In 1970s Rhodesia, black freedom-fighters - dubbed "terrorists" by the white leaders - are busily ambushing the white soldiers on patrol. One such man, Gideon Marunga (Richard Roundtree), is nearly killed when a routine ambush goes wrong and results in several deaths and casualties on both sides. Meanwhile, back in Britain, sanctions-buster David Swansey (Richard Harris) is hired to smuggle some helicopters into Rhodesia to aid the white government in their fight against the black revolutionaries. A Rhodesian by birth, Swansey is determined to support the whites as they struggle to retain control in Rhodesia, even though the rest of the world has imposed crippling sanctions on his nation. Also cast into the mix is unscrupulous business tycoon Colonel Brettle (Ray Milland), who finances Swansey's plans, and crusading journalist Larry Prescott (Sven Bertil Taube), who desperately wants to expose Swansey's illegal activities in the press.

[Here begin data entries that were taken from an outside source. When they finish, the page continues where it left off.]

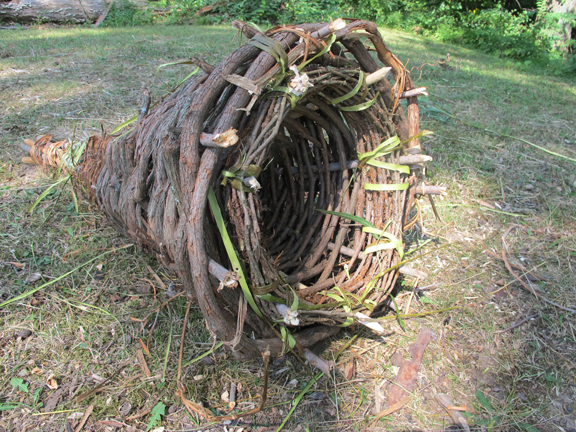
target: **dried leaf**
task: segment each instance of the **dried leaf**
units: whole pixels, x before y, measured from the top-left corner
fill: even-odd
[[[312,366],[320,369],[324,373],[324,375],[330,376],[330,369],[332,368],[332,365],[329,362],[321,359],[316,354],[314,354],[312,351],[310,351],[308,348],[304,349],[304,358],[306,360],[308,360],[308,362]]]
[[[354,367],[354,360],[349,361],[348,363],[346,363],[346,366],[344,366],[344,377],[348,381],[354,378],[355,369],[356,368]]]
[[[58,388],[58,381],[56,381],[56,378],[54,378],[53,375],[50,375],[46,380],[46,386],[50,390],[56,390]]]
[[[24,280],[24,283],[34,283],[39,281],[41,278],[42,275],[40,273],[32,273]]]
[[[146,355],[148,357],[150,357],[150,351],[148,350],[148,347],[146,346],[146,344],[142,341],[141,338],[138,338],[140,340],[140,345],[142,345],[142,349],[144,350],[144,352],[146,353]]]
[[[140,339],[140,342],[142,342],[142,339]],[[140,363],[140,368],[142,369],[142,372],[144,372],[146,378],[150,378],[152,374],[150,373],[150,369],[148,369],[148,365],[146,364],[146,359],[144,358],[142,350],[136,351],[136,357],[138,357],[138,362]]]

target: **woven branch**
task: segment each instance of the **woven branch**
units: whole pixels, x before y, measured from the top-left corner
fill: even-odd
[[[382,308],[401,260],[401,250],[382,239],[402,238],[421,164],[406,174],[354,161],[396,136],[406,144],[379,161],[430,158],[418,157],[418,139],[410,139],[419,132],[416,97],[408,98],[407,113],[399,104],[412,81],[373,23],[282,26],[266,35],[235,26],[254,38],[216,67],[203,67],[130,132],[91,137],[75,169],[77,187],[118,231],[178,273],[209,329],[233,341],[238,357],[254,358],[284,349],[272,320],[284,318],[292,330],[297,324],[295,340],[306,347],[350,315],[327,313],[342,312],[338,296],[353,312]],[[365,43],[390,68],[393,85],[379,79],[387,70],[373,74],[382,66]],[[43,138],[31,157],[58,165],[51,146]],[[409,187],[394,190],[400,184]],[[262,314],[248,307],[238,324],[243,333],[235,314],[244,294],[207,206],[210,188]],[[318,210],[363,218],[385,234],[376,243],[377,234],[360,224]],[[381,250],[367,253],[370,245]],[[334,286],[336,297],[328,292]],[[294,295],[308,311],[290,321]]]

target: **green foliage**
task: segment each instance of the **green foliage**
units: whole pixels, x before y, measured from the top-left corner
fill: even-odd
[[[155,428],[158,425],[158,422],[162,420],[162,416],[166,414],[166,405],[162,402],[158,402],[154,408],[152,408],[152,412],[150,413],[150,419],[148,420],[148,428],[146,429],[149,431],[150,429]]]
[[[116,0],[112,3],[102,26],[133,27],[152,22],[153,17],[149,9],[141,10],[129,0]]]
[[[256,23],[322,22],[341,14],[341,0],[239,0],[220,6],[215,12],[225,19],[240,19]]]

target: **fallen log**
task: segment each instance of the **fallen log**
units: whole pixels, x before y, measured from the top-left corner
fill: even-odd
[[[21,23],[94,22],[106,10],[105,0],[11,0],[0,2],[0,21]]]
[[[23,148],[68,170],[119,232],[174,269],[210,331],[248,359],[291,344],[280,325],[304,348],[350,323],[342,308],[383,308],[415,195],[443,190],[402,165],[429,160],[417,98],[373,23],[235,26],[246,45],[129,131],[91,137],[81,156],[50,136]]]

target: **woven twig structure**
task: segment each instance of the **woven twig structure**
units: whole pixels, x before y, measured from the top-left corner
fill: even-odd
[[[235,26],[247,44],[216,67],[198,61],[129,132],[90,138],[75,170],[115,227],[178,273],[210,331],[251,358],[283,351],[279,325],[306,347],[382,307],[430,158],[418,92],[373,23]],[[57,164],[49,137],[31,147]]]

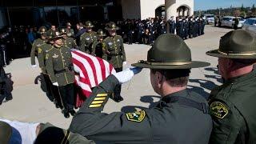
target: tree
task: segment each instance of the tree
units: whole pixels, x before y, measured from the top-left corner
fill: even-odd
[[[234,15],[236,16],[236,17],[238,17],[241,15],[241,11],[240,10],[236,10],[234,11]]]
[[[246,9],[243,7],[243,4],[242,4],[240,11],[246,11]]]

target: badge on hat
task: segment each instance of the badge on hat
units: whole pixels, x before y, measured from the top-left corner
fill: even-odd
[[[223,119],[229,114],[229,110],[225,104],[214,102],[210,104],[210,113],[214,117]]]
[[[53,56],[54,58],[57,58],[58,57],[58,54],[54,54],[54,55]]]
[[[128,121],[141,122],[145,118],[146,112],[145,110],[140,110],[134,113],[127,113],[126,115]]]
[[[107,43],[109,46],[112,46],[113,45],[113,42],[109,42]]]

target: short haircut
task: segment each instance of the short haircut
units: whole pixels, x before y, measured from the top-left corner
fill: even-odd
[[[159,70],[151,69],[152,73],[157,71],[165,76],[171,86],[185,86],[189,82],[190,69]]]

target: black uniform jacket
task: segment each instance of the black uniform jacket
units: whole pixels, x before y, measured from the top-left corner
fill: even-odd
[[[182,90],[164,97],[150,110],[102,113],[118,79],[109,76],[84,102],[70,126],[89,139],[110,143],[206,144],[212,129],[209,114],[181,105],[170,98],[186,98],[207,106],[200,95]]]

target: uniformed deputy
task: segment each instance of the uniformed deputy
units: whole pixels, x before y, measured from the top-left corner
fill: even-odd
[[[31,59],[31,65],[33,67],[36,67],[37,65],[35,64],[35,57],[38,56],[38,53],[41,52],[41,50],[38,51],[38,47],[40,47],[42,45],[45,44],[46,42],[46,28],[44,26],[40,27],[39,33],[41,34],[41,38],[38,38],[34,41],[32,45],[32,49],[30,52],[30,59]],[[38,58],[38,62],[40,63],[42,59]]]
[[[98,30],[97,31],[98,41],[94,42],[92,45],[92,52],[91,54],[96,57],[107,60],[106,57],[106,44],[103,42],[106,34],[102,30]],[[108,52],[109,53],[109,52]]]
[[[75,42],[75,39],[74,39],[73,38],[70,38],[68,37],[68,33],[66,31],[65,29],[62,29],[61,30],[61,34],[63,37],[63,45],[66,47],[68,47],[70,49],[78,49],[78,46],[77,43]]]
[[[43,34],[46,35],[46,34]],[[43,77],[43,79],[46,82],[46,95],[50,98],[51,102],[54,102],[56,104],[56,107],[58,107],[58,103],[56,102],[56,96],[54,94],[53,90],[52,90],[52,83],[50,80],[49,75],[47,74],[46,72],[46,52],[50,50],[51,50],[53,46],[50,44],[48,44],[46,42],[43,44],[42,44],[38,48],[38,63],[39,63],[39,67],[41,69],[41,74]]]
[[[46,55],[46,71],[51,82],[56,86],[61,96],[63,106],[62,113],[65,118],[74,115],[74,72],[72,64],[70,49],[63,46],[62,37],[56,33],[52,39],[54,48],[48,50]]]
[[[94,26],[91,22],[87,21],[85,25],[86,32],[80,36],[80,50],[87,54],[91,53],[91,46],[97,41],[97,34],[93,31]]]
[[[116,72],[122,70],[122,66],[126,64],[126,52],[123,46],[123,39],[120,35],[116,34],[116,30],[119,30],[114,22],[108,23],[105,28],[108,30],[110,36],[104,39],[106,44],[107,61],[113,65]],[[116,102],[122,101],[123,98],[120,95],[121,85],[117,86],[113,98]]]
[[[70,22],[67,22],[66,23],[66,35],[68,37],[72,37],[74,38],[74,30],[71,29],[71,23]]]
[[[218,50],[206,54],[218,58],[218,71],[225,79],[210,93],[210,143],[255,143],[255,36],[243,30],[230,31],[222,37]]]
[[[47,30],[46,34],[47,34],[47,37],[48,38],[52,38],[53,35],[54,35],[56,34],[56,32],[58,32],[58,30],[56,29],[55,25],[52,24],[50,26],[50,29]]]
[[[101,113],[107,94],[141,70],[128,69],[109,76],[93,90],[74,117],[70,131],[112,143],[206,144],[212,129],[207,102],[186,86],[190,69],[209,63],[191,61],[190,50],[181,38],[162,34],[148,51],[147,61],[133,66],[150,69],[152,86],[162,97],[158,105],[127,114]]]

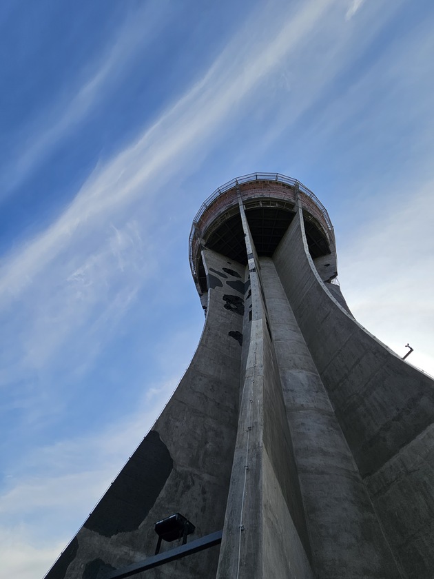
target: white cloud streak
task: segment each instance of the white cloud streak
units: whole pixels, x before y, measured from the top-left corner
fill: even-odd
[[[352,0],[351,5],[345,14],[345,20],[351,20],[355,12],[360,9],[364,2],[364,0]]]
[[[149,184],[161,185],[200,148],[223,119],[305,40],[335,0],[310,1],[284,21],[271,41],[248,43],[240,59],[229,46],[204,79],[144,134],[84,184],[70,207],[26,247],[8,256],[0,268],[0,308],[16,298],[44,267],[72,243],[79,230],[94,227],[96,219],[125,208],[149,194]],[[245,40],[245,37],[242,38]],[[234,82],[234,79],[236,79]]]
[[[63,96],[51,103],[50,110],[56,111],[55,114],[45,112],[43,118],[37,121],[38,129],[24,130],[30,134],[23,145],[20,143],[15,159],[9,161],[3,170],[3,195],[4,192],[10,192],[28,179],[59,141],[77,130],[101,98],[110,93],[114,79],[117,83],[123,79],[129,63],[138,51],[150,43],[161,19],[161,14],[152,3],[145,3],[134,19],[127,18],[116,37],[107,43],[105,53],[86,65],[86,70],[92,70],[92,74],[75,89],[68,90],[73,94],[72,98]]]

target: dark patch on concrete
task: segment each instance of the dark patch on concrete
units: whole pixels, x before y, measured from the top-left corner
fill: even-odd
[[[44,579],[63,579],[70,564],[75,559],[79,550],[79,541],[74,537],[56,561]]]
[[[229,274],[229,276],[234,276],[234,277],[241,277],[240,274],[234,270],[229,270],[229,267],[222,267],[222,269],[224,272],[226,272],[227,274]]]
[[[105,537],[135,531],[153,507],[174,461],[152,430],[118,475],[84,526]]]
[[[214,272],[215,274],[217,274],[218,276],[225,278],[225,279],[227,279],[227,276],[226,275],[226,274],[222,274],[221,272],[218,272],[217,270],[214,270],[214,267],[210,267],[209,271]]]
[[[227,335],[230,336],[231,338],[234,338],[240,346],[242,345],[242,334],[240,332],[231,331],[228,332]]]
[[[238,296],[228,296],[225,294],[223,299],[226,302],[223,307],[240,316],[244,316],[244,301],[241,298]]]
[[[218,279],[216,276],[209,274],[207,276],[207,281],[208,282],[208,287],[210,290],[214,290],[216,287],[223,287],[223,283],[220,279]]]
[[[105,562],[102,559],[94,559],[86,563],[85,570],[81,576],[82,579],[96,579],[100,571],[114,571],[116,567],[112,567],[110,563]]]
[[[236,281],[227,281],[226,283],[232,290],[235,290],[236,292],[239,292],[240,294],[244,294],[244,283],[240,279],[237,279]]]

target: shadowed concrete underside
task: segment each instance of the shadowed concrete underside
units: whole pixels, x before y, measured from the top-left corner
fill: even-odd
[[[434,384],[354,320],[325,210],[282,179],[196,216],[196,354],[47,579],[152,556],[176,512],[221,547],[137,577],[433,577]]]

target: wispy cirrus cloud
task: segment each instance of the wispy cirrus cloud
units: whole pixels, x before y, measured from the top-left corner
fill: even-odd
[[[76,80],[68,90],[61,91],[40,118],[21,130],[19,145],[0,177],[3,185],[0,199],[28,179],[72,132],[80,128],[114,86],[124,79],[132,62],[156,36],[163,17],[167,18],[163,4],[159,9],[157,3],[147,2],[134,15],[127,15],[113,37],[107,39],[102,54],[93,57],[83,70],[76,72]]]
[[[362,8],[364,0],[352,0],[351,4],[345,14],[345,20],[351,20],[355,12]]]

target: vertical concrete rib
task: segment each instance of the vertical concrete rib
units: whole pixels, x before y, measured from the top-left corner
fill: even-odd
[[[253,315],[245,329],[249,354],[217,578],[309,579],[310,548],[260,263],[240,201],[240,210]]]

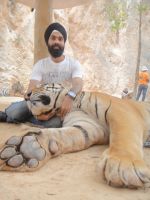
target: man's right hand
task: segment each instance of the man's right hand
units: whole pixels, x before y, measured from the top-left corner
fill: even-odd
[[[24,94],[24,99],[25,99],[26,101],[30,99],[31,93],[32,93],[32,92],[26,92],[26,93]]]

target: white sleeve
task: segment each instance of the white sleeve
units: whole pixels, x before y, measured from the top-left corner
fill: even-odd
[[[37,81],[41,81],[42,80],[41,68],[42,68],[42,63],[41,63],[41,61],[38,61],[33,66],[33,70],[32,70],[31,77],[30,77],[31,80],[37,80]]]
[[[73,72],[72,72],[72,78],[76,77],[83,78],[83,69],[81,67],[81,64],[77,60],[73,64]]]

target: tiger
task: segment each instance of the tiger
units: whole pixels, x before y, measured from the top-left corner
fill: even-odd
[[[67,89],[59,84],[33,89],[27,105],[34,116],[59,115]],[[98,91],[82,91],[60,128],[37,128],[10,137],[0,150],[0,170],[35,171],[51,158],[108,145],[98,173],[110,186],[139,188],[150,183],[143,159],[143,134],[150,128],[150,104],[120,99]]]

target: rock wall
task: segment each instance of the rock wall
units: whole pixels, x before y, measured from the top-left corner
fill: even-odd
[[[63,23],[68,31],[66,53],[79,59],[84,68],[85,88],[117,96],[125,87],[133,88],[139,39],[137,1],[127,1],[127,25],[120,31],[119,42],[105,12],[112,0],[54,10],[54,21]],[[33,65],[34,12],[19,3],[0,11],[0,84],[20,80],[26,86]],[[150,63],[149,35],[150,12],[146,12],[142,18],[141,65]]]

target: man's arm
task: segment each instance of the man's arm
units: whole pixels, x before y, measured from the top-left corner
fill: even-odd
[[[72,79],[72,88],[70,89],[71,91],[73,91],[75,93],[75,95],[77,95],[79,92],[81,92],[83,87],[83,80],[82,78],[73,78]],[[69,113],[72,109],[72,105],[73,105],[73,98],[68,95],[65,96],[62,105],[61,105],[61,118],[63,119],[64,116]]]

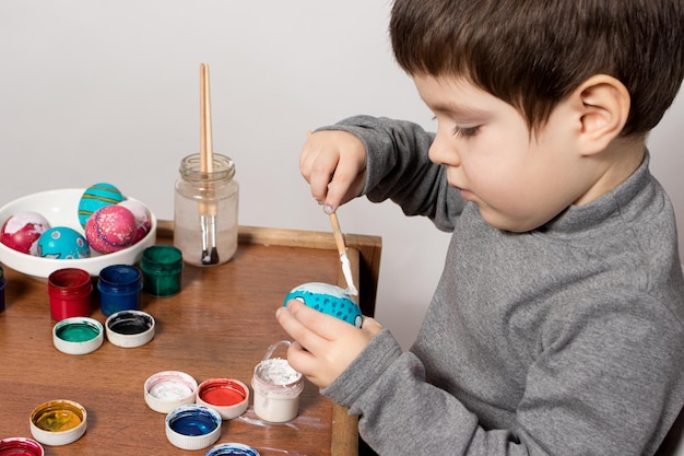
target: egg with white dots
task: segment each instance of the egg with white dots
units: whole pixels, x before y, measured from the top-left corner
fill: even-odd
[[[295,287],[285,296],[284,305],[291,300],[298,300],[307,307],[340,318],[357,328],[363,323],[363,314],[356,301],[343,289],[330,283],[309,282]]]
[[[107,183],[93,184],[83,191],[79,200],[79,223],[85,229],[91,215],[105,206],[118,204],[126,198],[116,186]]]
[[[68,226],[55,226],[38,238],[38,256],[54,259],[89,258],[91,249],[85,237]]]

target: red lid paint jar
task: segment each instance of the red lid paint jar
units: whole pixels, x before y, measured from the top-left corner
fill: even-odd
[[[249,388],[234,378],[209,378],[198,386],[196,402],[216,410],[224,420],[232,420],[247,410]]]
[[[0,312],[4,311],[4,285],[7,280],[4,279],[4,271],[2,271],[2,266],[0,266]],[[0,454],[0,456],[2,456]]]
[[[52,319],[91,315],[91,274],[83,269],[64,268],[50,273],[47,279],[47,293]]]
[[[99,306],[108,317],[121,311],[140,311],[142,274],[130,265],[111,265],[99,271]]]
[[[33,439],[11,437],[0,441],[0,456],[45,456],[43,446]]]
[[[142,253],[140,261],[145,293],[168,297],[180,292],[182,253],[173,245],[153,245]]]

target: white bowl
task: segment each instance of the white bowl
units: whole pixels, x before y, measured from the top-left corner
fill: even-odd
[[[79,222],[79,202],[84,191],[85,188],[66,188],[40,191],[15,199],[0,208],[0,227],[13,214],[33,211],[45,217],[51,226],[68,226],[84,235]],[[134,200],[134,198],[127,199]],[[99,271],[107,266],[134,265],[140,261],[143,250],[156,242],[156,218],[152,211],[150,211],[150,232],[145,237],[113,254],[101,255],[91,249],[90,258],[42,258],[16,252],[0,243],[0,262],[17,272],[42,280],[47,280],[50,273],[62,268],[79,268],[87,271],[92,277],[97,277]]]

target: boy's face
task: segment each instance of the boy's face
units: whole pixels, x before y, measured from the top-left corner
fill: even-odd
[[[562,102],[538,135],[511,105],[463,79],[414,77],[437,119],[429,157],[491,225],[535,229],[579,202],[590,186],[577,152],[581,122]]]

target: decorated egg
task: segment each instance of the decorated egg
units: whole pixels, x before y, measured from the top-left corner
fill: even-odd
[[[49,227],[49,222],[37,212],[17,212],[3,223],[0,242],[14,250],[36,256],[38,238]]]
[[[363,315],[361,307],[352,296],[340,287],[330,283],[309,282],[294,288],[285,296],[285,306],[290,300],[298,300],[308,307],[361,328]]]
[[[67,226],[55,226],[38,238],[38,256],[55,259],[79,259],[91,256],[85,237]]]
[[[118,204],[123,201],[123,195],[111,184],[99,183],[85,189],[79,201],[79,222],[85,227],[87,219],[99,208]]]
[[[125,201],[119,202],[119,206],[125,207],[129,211],[133,213],[135,218],[135,238],[133,239],[133,244],[138,241],[142,239],[148,235],[150,229],[152,227],[152,217],[150,215],[150,211],[140,201],[127,199]]]
[[[119,204],[97,209],[85,224],[85,238],[95,252],[111,254],[133,244],[135,217]]]

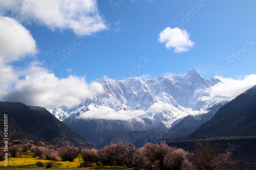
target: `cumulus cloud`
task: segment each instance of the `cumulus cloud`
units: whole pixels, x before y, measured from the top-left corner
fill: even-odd
[[[189,35],[187,31],[178,28],[165,28],[160,32],[158,41],[165,43],[167,48],[174,48],[174,52],[175,53],[187,52],[195,45],[195,43],[189,39]]]
[[[91,110],[81,113],[77,118],[125,120],[136,118],[146,113],[142,110],[115,111],[107,107],[102,108],[101,109],[90,109]]]
[[[71,108],[79,104],[83,99],[104,92],[101,84],[88,84],[84,77],[70,76],[59,79],[53,74],[41,72],[17,81],[4,99],[48,108],[60,106]]]
[[[33,20],[53,30],[71,29],[77,35],[89,35],[107,27],[96,0],[8,1],[1,3],[0,14],[11,11],[20,21]]]
[[[181,115],[198,115],[206,113],[207,110],[204,109],[194,110],[191,108],[179,107],[176,108],[172,104],[162,102],[154,103],[147,110],[147,113],[160,113],[164,111],[171,111],[173,113]]]
[[[115,97],[111,96],[108,98],[103,98],[101,99],[101,102],[104,104],[116,103],[117,101]]]
[[[174,109],[176,108],[172,104],[161,102],[156,102],[150,107],[146,112],[148,113],[157,113],[161,112],[164,111],[171,110]]]
[[[198,100],[231,101],[244,91],[256,85],[256,75],[241,77],[237,80],[223,79],[222,81],[210,88],[198,91],[198,92],[206,94]]]
[[[111,99],[111,98],[110,98]],[[104,100],[106,99],[104,98]],[[148,113],[160,113],[165,111],[171,111],[173,114],[177,116],[190,115],[199,115],[206,113],[207,110],[203,109],[193,110],[191,108],[186,108],[181,107],[179,108],[175,107],[171,104],[162,102],[154,103],[146,110],[120,110],[118,111],[104,106],[97,106],[96,108],[92,105],[88,107],[89,110],[81,113],[77,118],[85,119],[103,119],[114,120],[129,120],[140,116],[143,116]]]
[[[36,53],[29,31],[14,19],[0,16],[0,62],[17,61]]]

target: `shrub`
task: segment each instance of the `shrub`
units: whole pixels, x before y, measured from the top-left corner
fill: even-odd
[[[46,164],[46,167],[47,168],[50,168],[53,166],[53,163],[51,162],[47,163],[47,164]]]
[[[141,149],[141,154],[144,166],[154,169],[163,169],[163,160],[167,154],[173,150],[164,141],[160,144],[146,143]]]
[[[81,164],[79,165],[79,167],[91,167],[92,165],[91,163],[88,164],[88,163],[85,162],[82,162],[81,163]]]
[[[101,162],[104,165],[120,165],[124,164],[125,147],[122,143],[111,144],[100,150]]]
[[[14,140],[11,142],[12,145],[16,144],[23,144],[23,142],[20,140]]]
[[[59,150],[59,155],[62,161],[72,162],[78,155],[78,149],[74,147],[66,147]]]
[[[134,144],[127,144],[125,145],[125,151],[123,154],[124,156],[123,161],[127,167],[139,167],[143,165],[140,152]]]
[[[191,156],[191,154],[182,149],[173,148],[172,151],[167,154],[163,160],[164,168],[177,170],[193,169],[192,163],[188,161],[188,158]]]
[[[44,167],[44,163],[42,163],[41,161],[36,162],[35,164],[36,165],[36,166],[37,166],[37,167]]]
[[[208,142],[198,142],[195,151],[193,164],[197,169],[226,169],[227,165],[237,163],[231,160],[231,154],[221,153],[216,146]]]
[[[19,146],[22,149],[21,152],[28,152],[28,151],[29,150],[29,148],[32,147],[31,143],[26,143],[22,145],[19,145]]]
[[[49,152],[46,153],[46,158],[51,160],[57,161],[59,159],[58,152],[54,150],[49,150]]]
[[[45,147],[46,144],[43,142],[39,141],[39,142],[36,143],[36,145],[38,147]]]
[[[34,152],[35,153],[36,156],[41,156],[42,154],[44,154],[47,149],[44,147],[36,147],[34,149]]]
[[[98,151],[95,149],[84,149],[82,151],[84,162],[89,163],[96,163],[98,166],[100,164],[100,157]]]
[[[9,151],[13,157],[15,157],[20,152],[20,149],[18,146],[14,145],[9,148]]]

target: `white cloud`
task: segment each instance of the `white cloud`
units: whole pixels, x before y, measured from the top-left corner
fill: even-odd
[[[178,28],[165,28],[160,32],[158,41],[165,43],[167,48],[174,48],[175,53],[187,52],[195,45],[195,43],[189,39],[187,31]]]
[[[53,74],[37,72],[17,81],[5,97],[6,101],[22,102],[48,108],[71,108],[82,99],[104,92],[98,83],[88,84],[84,77],[70,76],[59,79]]]
[[[17,61],[36,53],[29,31],[14,19],[0,16],[0,62]]]
[[[172,104],[162,102],[154,103],[147,110],[147,113],[160,113],[164,111],[170,111],[173,113],[179,115],[198,115],[206,113],[207,110],[201,109],[193,110],[191,108],[186,108],[183,107],[176,108]]]
[[[115,111],[105,107],[101,109],[92,108],[91,110],[81,113],[77,118],[125,120],[138,117],[146,113],[145,111],[142,110]]]
[[[162,102],[156,102],[150,107],[146,112],[148,113],[158,113],[163,111],[174,110],[176,108],[172,104]]]
[[[210,88],[198,91],[206,94],[198,100],[231,101],[244,91],[256,85],[256,75],[241,77],[238,80],[223,79],[222,81],[222,82],[218,83]]]
[[[117,103],[117,101],[115,97],[111,96],[109,98],[103,98],[101,99],[101,102],[104,104]]]
[[[72,72],[74,72],[74,71],[73,70],[73,69],[72,68],[67,68],[67,70],[68,71],[68,72],[70,74],[72,74]]]
[[[12,66],[0,63],[0,100],[7,94],[18,79],[18,73]]]
[[[8,1],[1,3],[0,14],[11,10],[21,21],[35,21],[53,30],[69,29],[77,35],[89,35],[107,27],[96,0]]]

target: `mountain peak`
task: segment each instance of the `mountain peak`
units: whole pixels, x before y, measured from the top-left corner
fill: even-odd
[[[186,75],[191,75],[191,74],[197,74],[199,75],[199,74],[197,71],[195,69],[195,68],[192,67],[188,72],[187,72]]]

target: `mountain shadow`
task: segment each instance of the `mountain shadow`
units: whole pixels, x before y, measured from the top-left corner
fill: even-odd
[[[0,136],[4,138],[4,115],[8,115],[10,140],[33,140],[66,145],[93,148],[45,108],[20,103],[0,102]]]
[[[190,138],[256,136],[256,86],[222,107]]]

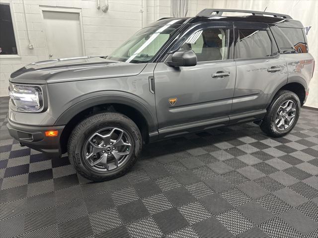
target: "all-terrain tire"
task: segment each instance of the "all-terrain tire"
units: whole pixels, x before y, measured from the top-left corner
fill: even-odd
[[[296,107],[295,119],[292,124],[285,130],[280,130],[275,123],[275,117],[279,108],[287,100],[294,102]],[[267,109],[267,113],[260,125],[261,129],[267,134],[274,137],[280,137],[289,133],[298,120],[300,114],[301,104],[299,98],[295,93],[288,90],[280,90],[275,95]]]
[[[105,126],[114,126],[124,130],[132,138],[132,145],[129,157],[124,164],[114,171],[96,171],[85,163],[83,150],[85,142],[92,133]],[[142,140],[137,125],[126,116],[113,112],[95,114],[80,122],[72,131],[68,143],[68,153],[71,164],[83,177],[93,181],[111,180],[126,174],[134,165],[140,154]]]

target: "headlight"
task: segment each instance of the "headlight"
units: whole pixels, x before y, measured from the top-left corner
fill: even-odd
[[[37,112],[42,109],[43,100],[40,87],[10,84],[9,87],[9,95],[14,111]]]

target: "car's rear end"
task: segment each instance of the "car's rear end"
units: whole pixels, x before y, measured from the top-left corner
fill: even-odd
[[[302,105],[309,93],[309,84],[315,68],[315,60],[309,53],[308,43],[302,24],[293,20],[282,21],[271,28],[279,49],[287,63],[288,84],[301,82],[304,89]],[[296,86],[296,84],[295,84]]]

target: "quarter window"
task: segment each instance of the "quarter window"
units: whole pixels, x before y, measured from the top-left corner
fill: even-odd
[[[272,42],[266,30],[238,30],[236,59],[262,58],[272,55]]]
[[[306,53],[308,52],[307,44],[305,41],[302,29],[286,27],[280,27],[280,29],[293,45],[295,52],[292,53]],[[278,47],[279,47],[279,46]]]
[[[0,55],[17,55],[10,6],[0,4]]]
[[[227,60],[228,36],[229,29],[201,29],[191,34],[179,50],[192,50],[198,61]]]

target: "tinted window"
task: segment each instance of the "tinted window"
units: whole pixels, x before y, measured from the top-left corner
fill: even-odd
[[[235,58],[262,58],[272,56],[272,43],[267,31],[239,29],[238,37],[235,46]]]
[[[305,41],[302,29],[285,27],[280,27],[280,29],[290,41],[296,53],[306,53],[307,52],[307,44]]]
[[[0,4],[0,55],[17,55],[9,5]]]
[[[273,35],[282,54],[294,53],[296,51],[290,41],[278,26],[271,27]]]
[[[207,28],[192,33],[179,50],[192,50],[198,61],[228,59],[229,30]]]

A Game For Vultures is rather confused and heavy-handed. It gets far too plot-heavy for its own good and the result, in all honesty, is a deadly bore. Ironically, the opening fifteen minutes are actually quite good (it's an extended action sequence featuring an ambush which goes bloodily awry), but as soon as the sequence is over the film begins to nose-dive. Richard Harris here contends with probably the weakest role of his career (it's NOT his worst film, but certainly his most bored and subdued performance ever), while supporting stalwarts like Ray Milland, Sven Bertil Taube and Denholm Elliott are wasted too. Even Joan Collins - included primarily just for sex appeal in a male-dominated story - fails to add any sparkle to the proceedings. James Fargo directs rather lethargically, making the plot unbearably hard-to-follow on the one hand while over-simplifying the racial themes on the other. I won't be watching A Game For Vultures again and, if you value your time, I'd suggest that you shouldn't even bother with it in the first place!